Here is a tool that solves the following optimization problem. Given:
- A set of poeple and their teammate preferences
- A set of projects and the people's interest on each project
- A set of constraints: min / max number of people per project, couples that can't work together, minimum experience required for certain projects.... Find the group distribution and project assignments that maximizes overall welfare.
The two main blocks are an optimization engine built with ORTools, and a user interface to input the data and visualize results built with Streamlit.
The app is deployed on the Streamlit cloud service. Can be accessed on this URL: https://groups-and-projects.streamlit.app/
Project definition and min/max number of members: here we are asked to input the different projects and the min/max number of people that will work in project. Reset removes all the current projects.
Persons definition, experience, and gender: here we are asked to input all the people that will be assigned to projects. We are asked about the experience years (just a value that measures experience), and this is related to a constraint in the optimization engine that forces all groups to have a minimum of experience. We are also asked about the gender, and that's because there's a constrain that forces all groups to have diversity (not all males or all females).
Project preferences: Here we are asked to input, for each person, the project that they would like to work on (positive preferences) and projects wouln't like to work on (negative preferences). This has an impact on the objective function cost.
Personal preferences: Here we are asked to input, for each person, the persons that he/she would like to work with, and the persons he/she wouldn't. This has an impact on the objective function cost.
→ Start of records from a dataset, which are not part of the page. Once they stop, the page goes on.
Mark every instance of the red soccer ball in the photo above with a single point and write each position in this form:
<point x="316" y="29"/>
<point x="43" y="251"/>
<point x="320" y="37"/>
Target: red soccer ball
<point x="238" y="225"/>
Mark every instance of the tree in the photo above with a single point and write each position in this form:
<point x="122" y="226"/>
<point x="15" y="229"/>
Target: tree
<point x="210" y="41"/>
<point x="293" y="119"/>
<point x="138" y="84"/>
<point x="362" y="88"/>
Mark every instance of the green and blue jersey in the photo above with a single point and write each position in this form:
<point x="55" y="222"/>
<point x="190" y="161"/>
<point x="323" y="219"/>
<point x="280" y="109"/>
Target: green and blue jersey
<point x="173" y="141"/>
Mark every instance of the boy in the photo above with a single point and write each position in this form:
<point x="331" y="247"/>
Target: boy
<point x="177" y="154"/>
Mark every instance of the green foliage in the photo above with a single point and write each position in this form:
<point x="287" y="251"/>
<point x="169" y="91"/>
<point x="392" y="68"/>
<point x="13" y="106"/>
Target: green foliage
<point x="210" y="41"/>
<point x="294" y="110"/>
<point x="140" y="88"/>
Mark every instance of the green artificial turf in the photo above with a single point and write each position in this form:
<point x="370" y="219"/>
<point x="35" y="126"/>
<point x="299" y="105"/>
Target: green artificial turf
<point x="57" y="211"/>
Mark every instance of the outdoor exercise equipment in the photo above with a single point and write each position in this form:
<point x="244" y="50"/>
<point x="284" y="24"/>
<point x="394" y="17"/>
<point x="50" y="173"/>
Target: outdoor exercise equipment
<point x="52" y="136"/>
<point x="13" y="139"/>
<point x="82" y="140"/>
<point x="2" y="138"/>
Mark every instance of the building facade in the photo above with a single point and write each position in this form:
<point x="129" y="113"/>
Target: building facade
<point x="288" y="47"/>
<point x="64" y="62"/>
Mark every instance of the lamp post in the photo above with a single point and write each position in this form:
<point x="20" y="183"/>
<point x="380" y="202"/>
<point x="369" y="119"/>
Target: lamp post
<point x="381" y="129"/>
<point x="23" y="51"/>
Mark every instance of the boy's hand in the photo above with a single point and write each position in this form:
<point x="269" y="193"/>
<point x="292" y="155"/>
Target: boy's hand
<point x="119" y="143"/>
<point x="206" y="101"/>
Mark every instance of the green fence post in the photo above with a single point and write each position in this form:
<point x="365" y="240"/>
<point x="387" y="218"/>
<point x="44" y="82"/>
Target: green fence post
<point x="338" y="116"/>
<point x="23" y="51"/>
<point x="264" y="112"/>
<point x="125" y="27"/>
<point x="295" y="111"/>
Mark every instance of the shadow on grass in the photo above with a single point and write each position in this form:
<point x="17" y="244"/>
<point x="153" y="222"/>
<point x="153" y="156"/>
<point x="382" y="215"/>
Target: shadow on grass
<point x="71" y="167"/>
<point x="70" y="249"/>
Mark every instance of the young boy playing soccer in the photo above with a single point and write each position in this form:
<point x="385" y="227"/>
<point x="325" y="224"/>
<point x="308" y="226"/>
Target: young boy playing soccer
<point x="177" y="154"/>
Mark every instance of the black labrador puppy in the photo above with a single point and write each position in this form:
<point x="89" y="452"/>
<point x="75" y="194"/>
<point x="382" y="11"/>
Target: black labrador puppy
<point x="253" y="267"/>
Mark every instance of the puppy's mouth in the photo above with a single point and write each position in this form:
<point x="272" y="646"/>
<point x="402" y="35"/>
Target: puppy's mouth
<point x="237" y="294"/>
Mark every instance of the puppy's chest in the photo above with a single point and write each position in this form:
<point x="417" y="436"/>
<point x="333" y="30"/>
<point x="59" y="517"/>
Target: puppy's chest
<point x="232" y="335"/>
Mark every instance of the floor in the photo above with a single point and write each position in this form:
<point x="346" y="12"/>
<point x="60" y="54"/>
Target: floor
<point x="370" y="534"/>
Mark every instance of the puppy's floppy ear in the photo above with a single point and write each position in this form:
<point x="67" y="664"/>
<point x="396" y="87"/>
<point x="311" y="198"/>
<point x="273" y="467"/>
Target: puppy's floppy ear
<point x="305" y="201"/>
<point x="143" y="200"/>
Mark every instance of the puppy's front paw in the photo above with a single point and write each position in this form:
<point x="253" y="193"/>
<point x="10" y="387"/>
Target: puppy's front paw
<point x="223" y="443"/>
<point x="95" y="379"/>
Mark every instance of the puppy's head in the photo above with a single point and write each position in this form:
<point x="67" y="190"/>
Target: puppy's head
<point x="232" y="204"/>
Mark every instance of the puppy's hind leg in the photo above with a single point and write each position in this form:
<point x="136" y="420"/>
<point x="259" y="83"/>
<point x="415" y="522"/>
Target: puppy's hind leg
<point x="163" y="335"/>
Optimization results: There's an option to predefine some poeple in groups (that is a hard constraint that the optimizer will respect). After clicking on Run (Fes els equips!), the optimization engine is called and the solution is displayed. There's a warning if the problem is infeasible (has no solution). The percentage of team contribution into the objective optimal cost is displayed on the Happiness score under each team.
If you want to contribute to the project or modify it for personal use, follow the next steps.
Clone the repository on a local environment. Install dependencies listed in requirements.txt.
Run the following Console commands:
cd group_and_projects_optimizer
(move to the base level of the repository)
streamlit run main.py
(deploy Streamlit app locally)
Data Transform: in charge of transforming the input provided by the user (tables) into the data model format required by the Optimizer (maps of constraint coefficients).
Optimizer: optimization engine that solves the optimization problem calling the ORTools cpmodel solver
Streamlit App: defines the UI using the Streamlit package dashboarding tools.